I recently attended the AAEP’s “Focus on Dentistry” meeting- a national conference dedicated to presenting the latest in equine dentistry research and techniques. The conference was held in Charlotte, so the travel was convenient and many of my semi-local friends and colleagues were able to attend. After spending three days seated (yikes), restlessly listening to lectures and watching Powerpoint presentations, I came away from the conference wondering what exactly we had just accomplished. The field of equine dentistry is advancing at a rocketing pace, but there is still SO much we don’t understand about the complicated dental structures and diseases of horses.

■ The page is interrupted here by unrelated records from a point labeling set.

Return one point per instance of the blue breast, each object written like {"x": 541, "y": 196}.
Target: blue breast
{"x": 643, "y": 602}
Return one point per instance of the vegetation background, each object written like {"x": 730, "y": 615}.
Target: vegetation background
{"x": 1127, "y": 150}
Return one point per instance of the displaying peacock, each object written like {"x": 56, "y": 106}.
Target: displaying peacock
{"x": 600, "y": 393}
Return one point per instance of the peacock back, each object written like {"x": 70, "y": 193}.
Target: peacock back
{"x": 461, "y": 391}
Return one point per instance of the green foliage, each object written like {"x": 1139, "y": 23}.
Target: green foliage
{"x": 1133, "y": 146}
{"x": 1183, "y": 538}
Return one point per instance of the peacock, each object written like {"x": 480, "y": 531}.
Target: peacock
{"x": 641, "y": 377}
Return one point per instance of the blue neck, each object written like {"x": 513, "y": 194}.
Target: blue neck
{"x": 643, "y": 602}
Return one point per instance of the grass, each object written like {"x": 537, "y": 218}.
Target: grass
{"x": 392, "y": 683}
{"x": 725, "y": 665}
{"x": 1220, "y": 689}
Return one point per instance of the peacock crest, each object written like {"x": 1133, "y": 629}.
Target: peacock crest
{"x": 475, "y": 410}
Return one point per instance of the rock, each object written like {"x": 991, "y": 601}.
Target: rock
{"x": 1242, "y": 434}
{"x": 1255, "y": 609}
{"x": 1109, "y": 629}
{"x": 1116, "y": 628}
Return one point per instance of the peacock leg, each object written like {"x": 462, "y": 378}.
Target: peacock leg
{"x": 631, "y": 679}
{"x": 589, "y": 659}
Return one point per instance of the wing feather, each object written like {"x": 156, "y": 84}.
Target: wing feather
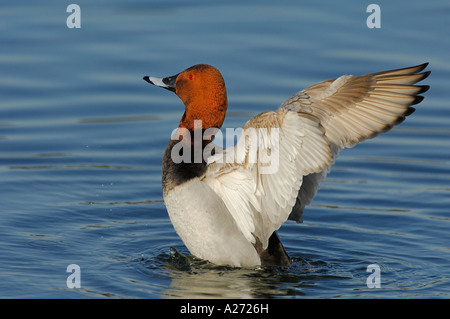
{"x": 355, "y": 108}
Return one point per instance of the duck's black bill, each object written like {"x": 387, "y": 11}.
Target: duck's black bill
{"x": 167, "y": 83}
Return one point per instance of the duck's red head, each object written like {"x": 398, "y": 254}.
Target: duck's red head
{"x": 202, "y": 90}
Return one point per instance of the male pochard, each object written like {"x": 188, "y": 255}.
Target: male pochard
{"x": 227, "y": 204}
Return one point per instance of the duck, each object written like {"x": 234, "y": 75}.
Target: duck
{"x": 227, "y": 204}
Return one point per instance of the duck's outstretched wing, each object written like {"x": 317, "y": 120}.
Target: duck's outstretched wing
{"x": 305, "y": 134}
{"x": 260, "y": 177}
{"x": 355, "y": 108}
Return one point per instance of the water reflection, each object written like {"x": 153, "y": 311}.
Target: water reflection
{"x": 194, "y": 278}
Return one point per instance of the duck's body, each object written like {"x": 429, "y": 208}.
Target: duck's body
{"x": 226, "y": 205}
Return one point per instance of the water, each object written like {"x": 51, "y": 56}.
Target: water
{"x": 82, "y": 137}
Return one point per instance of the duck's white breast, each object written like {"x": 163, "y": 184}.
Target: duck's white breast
{"x": 206, "y": 227}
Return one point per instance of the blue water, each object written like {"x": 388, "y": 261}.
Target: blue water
{"x": 82, "y": 137}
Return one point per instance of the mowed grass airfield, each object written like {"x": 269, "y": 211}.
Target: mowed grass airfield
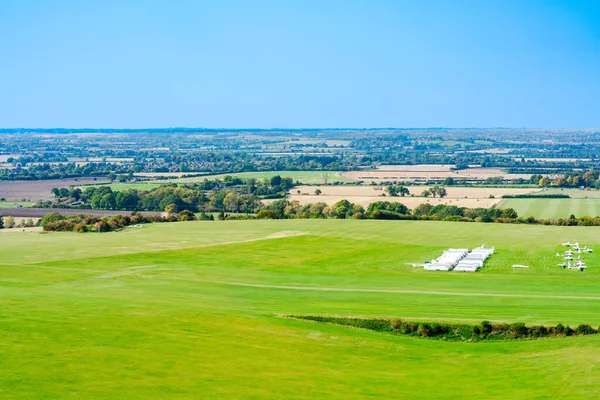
{"x": 194, "y": 310}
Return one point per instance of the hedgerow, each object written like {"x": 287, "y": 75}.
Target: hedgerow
{"x": 485, "y": 331}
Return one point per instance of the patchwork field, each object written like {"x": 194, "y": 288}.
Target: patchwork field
{"x": 307, "y": 177}
{"x": 194, "y": 310}
{"x": 418, "y": 174}
{"x": 582, "y": 203}
{"x": 39, "y": 190}
{"x": 366, "y": 194}
{"x": 554, "y": 208}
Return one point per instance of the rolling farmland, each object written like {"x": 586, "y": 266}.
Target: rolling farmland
{"x": 582, "y": 203}
{"x": 183, "y": 310}
{"x": 554, "y": 208}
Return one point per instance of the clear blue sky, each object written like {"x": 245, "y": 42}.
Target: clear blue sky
{"x": 294, "y": 64}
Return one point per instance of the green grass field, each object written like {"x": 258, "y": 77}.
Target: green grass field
{"x": 194, "y": 310}
{"x": 554, "y": 208}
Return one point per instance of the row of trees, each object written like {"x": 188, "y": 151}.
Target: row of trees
{"x": 10, "y": 222}
{"x": 457, "y": 332}
{"x": 434, "y": 191}
{"x": 55, "y": 222}
{"x": 230, "y": 195}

The field of equine dentistry was revolutionized with the advent of power instrumentation and modern tranquilizers. Prior to these conveniences, horses were simply backed into a corner and a (hopefully) polite dentist inserted a file into the horse’s mouth and “rasped” away the sharp edges. Now that this technique is obsolete, horses are sedated (for pain control and to alleviate anxiety) and a full-mouth speculum is used to grant visualization of the entire set of cheek teeth. Once dentists started evaluating the teeth and surrounding structures with lights and mirrors, suddenly we realized that there is MUCH more to equine dentistry than previously thought. Horses have cavities, periodontal disease, displaced (crooked) teeth, spaces between teeth that pack feed material, and a whole host of other dental and oral problems!
Now that we have recognized the myriad of equine dental problems, it’s time to decide what to do about them all. Herein apparently lies the problem. During the conference we discussed a blinding array of techniques to alleviate dental disease, but like any discipline in its infancy, there is simply not enough cohesive information to form any consensus. In addition, each evening we gathered with new and old friends to discuss cases over dinner. This was the most interesting part of the entire conference. As I asked around about the most common problem I see here in the Southern Pines/ Aberdeen area of NC, other dental providers from other areas were not seeing the same cluster of symptoms! I was astonished, since I had assumed that what I saw as a common problem would be a common problem in horses everywhere! I’m still not sure what to make of this finding. Obviously, there is something different about our horses here in NC. Is it the sand? The diet? The previous level of care provided? Something different entirely? I’m going to start keeping a spreadsheet based on my records, in an attempt to eventually identify some risk factors for the problems I commonly observed. I’ll keep you posted!